I need to create and delete cookies.
The issue is that I can create, then delete cookie, but after previously deleted cookie I am not able to create a new one. Why?
It works once more after I clear the cache of the browser.
Creating cookie and redirecting to test page:
<?php
$cookie_name = 'name';
$cookie_time = 2000000000;
$cookie_path = '/';
$cookie_value = uniqid();
setcookie($cookie_name, $cookie_value, $cookie_time, $cookie_path);
echo '<script> window.location.assign("test.php"); </script>';
?>
Deleting a cookie and redirecting to test page:
<?php
$cookie_name = 'name';
$cookie_path = '/';
setcookie($cookie_name, '', time() - 3600, $cookie_path);
echo '<script> window.location.assign("test.php"); </script>';
?>
The test page just has print_r($_COOKIE);
in it.
What am I doing wrong here?
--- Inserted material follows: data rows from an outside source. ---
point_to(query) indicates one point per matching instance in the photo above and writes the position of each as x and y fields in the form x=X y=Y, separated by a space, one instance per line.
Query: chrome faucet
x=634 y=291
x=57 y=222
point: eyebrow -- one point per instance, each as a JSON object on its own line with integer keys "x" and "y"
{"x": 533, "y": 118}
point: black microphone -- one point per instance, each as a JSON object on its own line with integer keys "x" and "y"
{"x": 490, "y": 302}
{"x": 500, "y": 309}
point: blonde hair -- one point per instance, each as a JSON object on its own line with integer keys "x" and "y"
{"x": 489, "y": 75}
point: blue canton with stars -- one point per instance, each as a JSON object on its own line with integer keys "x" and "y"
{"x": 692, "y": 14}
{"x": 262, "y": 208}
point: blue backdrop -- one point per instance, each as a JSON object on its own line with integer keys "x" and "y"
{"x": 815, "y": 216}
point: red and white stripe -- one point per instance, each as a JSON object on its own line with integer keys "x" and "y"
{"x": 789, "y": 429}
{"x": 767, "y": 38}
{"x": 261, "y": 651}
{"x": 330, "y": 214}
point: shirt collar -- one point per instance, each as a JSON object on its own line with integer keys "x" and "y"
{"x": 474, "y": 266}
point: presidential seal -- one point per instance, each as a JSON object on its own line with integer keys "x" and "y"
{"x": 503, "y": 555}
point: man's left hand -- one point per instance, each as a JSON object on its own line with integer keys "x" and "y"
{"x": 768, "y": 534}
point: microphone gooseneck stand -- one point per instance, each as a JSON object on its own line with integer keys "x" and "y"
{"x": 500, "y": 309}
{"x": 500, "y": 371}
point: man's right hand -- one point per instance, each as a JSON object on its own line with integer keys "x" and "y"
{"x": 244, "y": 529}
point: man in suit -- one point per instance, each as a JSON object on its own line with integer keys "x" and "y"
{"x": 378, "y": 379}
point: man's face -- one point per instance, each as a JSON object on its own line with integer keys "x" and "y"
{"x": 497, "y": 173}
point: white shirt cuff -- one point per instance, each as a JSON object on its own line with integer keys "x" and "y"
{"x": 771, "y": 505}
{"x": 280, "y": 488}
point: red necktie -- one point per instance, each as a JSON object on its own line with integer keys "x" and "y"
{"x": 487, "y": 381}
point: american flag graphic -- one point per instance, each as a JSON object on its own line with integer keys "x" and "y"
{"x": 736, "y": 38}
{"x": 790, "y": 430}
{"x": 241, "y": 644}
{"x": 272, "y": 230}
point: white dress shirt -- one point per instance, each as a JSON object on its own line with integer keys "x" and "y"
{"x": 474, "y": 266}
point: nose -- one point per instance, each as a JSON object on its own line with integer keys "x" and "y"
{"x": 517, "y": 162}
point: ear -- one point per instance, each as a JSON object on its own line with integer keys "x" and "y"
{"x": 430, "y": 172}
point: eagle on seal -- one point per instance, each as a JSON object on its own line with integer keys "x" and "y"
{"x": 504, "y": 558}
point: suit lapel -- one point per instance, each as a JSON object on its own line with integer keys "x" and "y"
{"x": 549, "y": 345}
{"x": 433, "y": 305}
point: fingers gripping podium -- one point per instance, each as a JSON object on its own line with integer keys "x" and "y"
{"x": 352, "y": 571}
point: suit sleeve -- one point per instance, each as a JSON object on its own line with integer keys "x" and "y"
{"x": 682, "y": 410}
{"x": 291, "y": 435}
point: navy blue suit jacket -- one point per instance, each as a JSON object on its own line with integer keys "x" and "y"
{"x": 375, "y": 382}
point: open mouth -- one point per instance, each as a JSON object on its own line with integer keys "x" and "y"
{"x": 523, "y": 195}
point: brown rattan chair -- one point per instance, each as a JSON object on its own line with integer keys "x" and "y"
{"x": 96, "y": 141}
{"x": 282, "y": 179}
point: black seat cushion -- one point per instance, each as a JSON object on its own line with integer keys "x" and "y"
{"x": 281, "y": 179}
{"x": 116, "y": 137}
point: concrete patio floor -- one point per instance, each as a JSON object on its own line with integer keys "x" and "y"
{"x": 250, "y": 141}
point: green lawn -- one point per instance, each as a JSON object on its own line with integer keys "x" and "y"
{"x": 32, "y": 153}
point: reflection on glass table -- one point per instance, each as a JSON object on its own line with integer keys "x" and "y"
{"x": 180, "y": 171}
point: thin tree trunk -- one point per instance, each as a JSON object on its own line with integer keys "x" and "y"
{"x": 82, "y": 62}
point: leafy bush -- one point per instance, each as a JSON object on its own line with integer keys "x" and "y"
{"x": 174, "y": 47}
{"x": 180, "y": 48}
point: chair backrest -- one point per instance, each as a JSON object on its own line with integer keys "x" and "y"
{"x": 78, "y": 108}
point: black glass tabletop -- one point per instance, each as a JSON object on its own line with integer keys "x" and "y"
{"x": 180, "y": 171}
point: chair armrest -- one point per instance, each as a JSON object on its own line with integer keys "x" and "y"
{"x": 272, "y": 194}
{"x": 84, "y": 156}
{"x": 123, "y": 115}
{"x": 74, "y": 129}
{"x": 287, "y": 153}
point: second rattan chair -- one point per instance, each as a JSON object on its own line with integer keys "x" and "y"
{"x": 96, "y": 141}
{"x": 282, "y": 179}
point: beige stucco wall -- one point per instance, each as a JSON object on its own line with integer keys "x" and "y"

Is the name of the cookie an issue? Is it browsers limitation?
I need to be able to create and delete the cookie whenever I need to.
I tried to avoid the cache by using this code:
<?php
header("Expires: Tue, 01 Jan 2000 00:00:00 GMT");
header("Last-Modified: " . gmdate("D, d M Y H:i:s") . " GMT");
header("Cache-Control: no-store, no-cache, must-revalidate, max-age=0");
header("Cache-Control: post-check=0, pre-check=0", false);
header("Pragma: no-cache");
?>
The problem may be the browser is caching the page request independently of what the server is telling it to do.
There is a simple trick to get around this. Adding a changing variable to the query string will make the page request unique each time. This will also force the browser to re-load the page even when cached.
For example, add the following to the address bar / page request:
?abc=123
And change the number value each time. Alternatively you can even use a timestamp
like so:
?<timestamp>
This will force a standards compliant browser to fetch the page each time.